Entre os 'segredos dos deuses', também ficou a promessa de criação de 275 mil micro, pequenas e médias empresas a nível nacional.
O consórcio chegou a ter a promessa de financiamento do banco suíço Commerce Bank, em projectos agrícolas avaliados em 15 milhões de dólares.
CONSÓRCIO NÃO FORMALIZADO
Uma fonte ligada à actual direcção do BPC revela que o tão mediático consórcio nunca chegou a ser formalizado, por "não ter seguido uma série de trâmites legais". E que, apesar da participação activa de Paixão Júnior, a relação era de banco e cliente. “Existe uma relação entre o cliente ABC e o BPC”, explica fonte, avançando que, “internamente, se estão a apurar as 'nuances' desse negócio.”

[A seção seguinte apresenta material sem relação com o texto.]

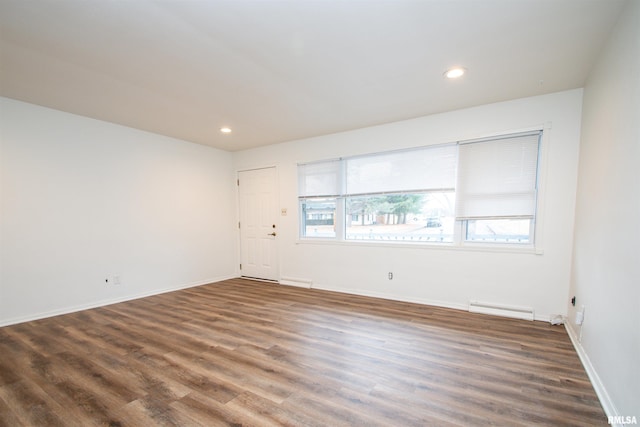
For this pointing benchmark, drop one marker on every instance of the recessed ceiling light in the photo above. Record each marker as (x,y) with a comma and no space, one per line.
(454,73)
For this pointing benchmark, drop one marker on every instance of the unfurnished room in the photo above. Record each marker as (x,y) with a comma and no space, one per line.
(319,213)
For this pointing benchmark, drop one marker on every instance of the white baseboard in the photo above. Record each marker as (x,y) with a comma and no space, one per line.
(102,303)
(300,283)
(392,297)
(605,400)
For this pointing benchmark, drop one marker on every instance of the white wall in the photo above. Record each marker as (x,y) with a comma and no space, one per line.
(606,264)
(449,277)
(83,199)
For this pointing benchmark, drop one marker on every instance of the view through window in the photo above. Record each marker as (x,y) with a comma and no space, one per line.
(478,191)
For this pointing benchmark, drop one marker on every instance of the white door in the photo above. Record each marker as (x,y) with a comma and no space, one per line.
(258,228)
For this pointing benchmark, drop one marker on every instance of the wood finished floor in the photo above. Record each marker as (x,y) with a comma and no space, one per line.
(245,353)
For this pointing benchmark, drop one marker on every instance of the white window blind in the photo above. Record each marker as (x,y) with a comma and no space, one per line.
(321,179)
(498,178)
(424,169)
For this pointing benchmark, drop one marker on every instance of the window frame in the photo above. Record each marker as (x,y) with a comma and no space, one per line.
(460,227)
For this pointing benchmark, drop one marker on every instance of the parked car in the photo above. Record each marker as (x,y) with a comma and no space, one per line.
(434,222)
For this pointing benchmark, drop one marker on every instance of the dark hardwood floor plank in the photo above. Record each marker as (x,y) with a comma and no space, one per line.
(247,353)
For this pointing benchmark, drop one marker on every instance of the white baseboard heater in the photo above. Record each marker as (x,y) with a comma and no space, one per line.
(300,283)
(516,312)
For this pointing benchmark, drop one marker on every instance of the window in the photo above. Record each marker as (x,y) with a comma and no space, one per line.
(473,191)
(496,191)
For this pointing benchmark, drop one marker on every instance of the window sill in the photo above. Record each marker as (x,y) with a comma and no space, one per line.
(467,246)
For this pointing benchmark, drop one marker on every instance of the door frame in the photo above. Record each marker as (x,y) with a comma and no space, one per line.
(276,219)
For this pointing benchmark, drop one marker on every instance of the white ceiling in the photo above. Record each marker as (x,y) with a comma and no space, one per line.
(278,70)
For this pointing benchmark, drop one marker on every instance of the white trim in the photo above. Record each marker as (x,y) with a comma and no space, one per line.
(468,246)
(300,283)
(74,309)
(517,312)
(605,400)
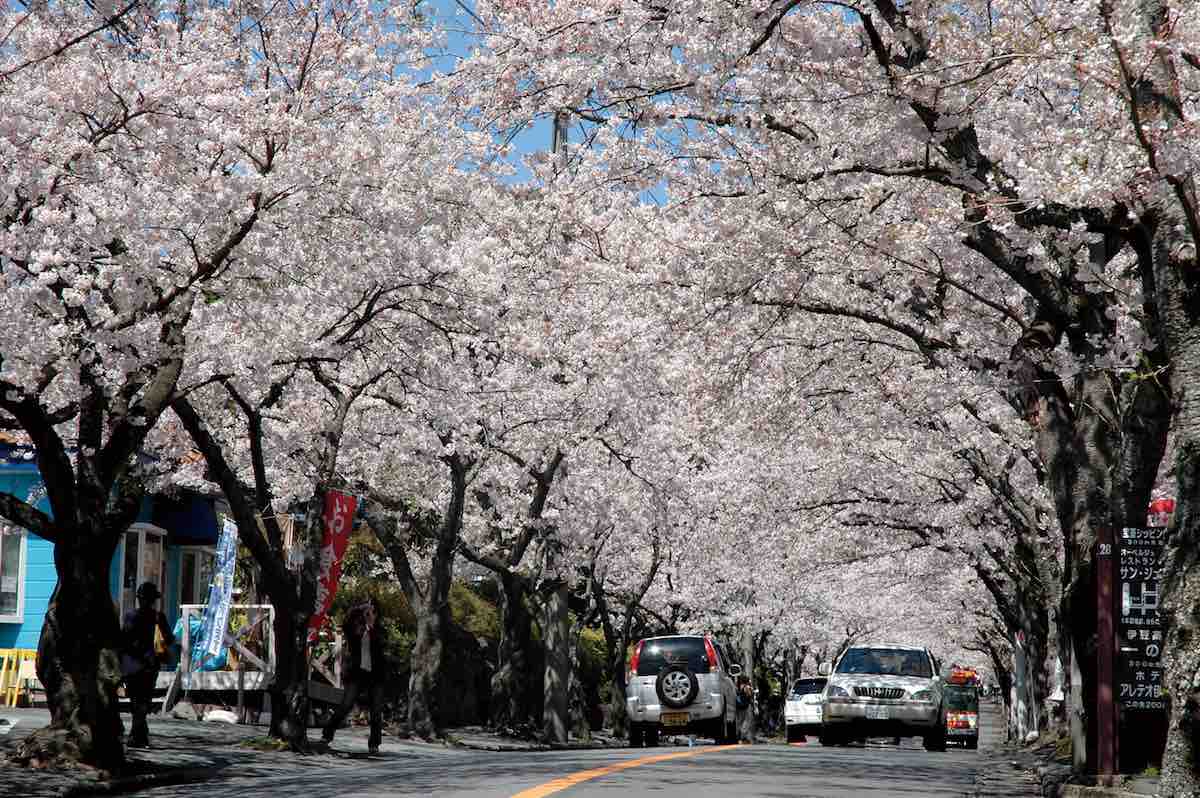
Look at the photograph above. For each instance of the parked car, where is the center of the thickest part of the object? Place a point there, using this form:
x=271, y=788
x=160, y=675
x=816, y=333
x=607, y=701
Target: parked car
x=886, y=690
x=961, y=699
x=681, y=684
x=803, y=708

João Paulo Tomás, responsável do ABC, rejeitou sistematicamente dar explicações ao VALOR, alegando, durante duas semanas, "não poder falar sem a permissão da direcção do BPC por se tratar de um consórcio". O mesmo justifica Paixão Júnior, que se recusou a falar sobre o consórcio, com o argumento de já não estar na direcção do BPC. Por sua vez, o banco público responsabiliza o ABC, argumentando que cabe à direcção do ABC prestar esclarecimentos sobre empreendimentos abandonados e presos no papel.
O Angola Business Corporation (ABC) é um dos maiores devedores da carteira de malparado do banco público, cuja dívida foi comprada pela Recredit, em 2019.
Na assinatura do protocolo para a construção de 170 hotéis, de duas e três 'estrelas', entre o ABC e a Golden Peaks Capital, Paixão Júnior assumia o BPC apenas como um "intermediário financeiro" entre aquelas duas entidades.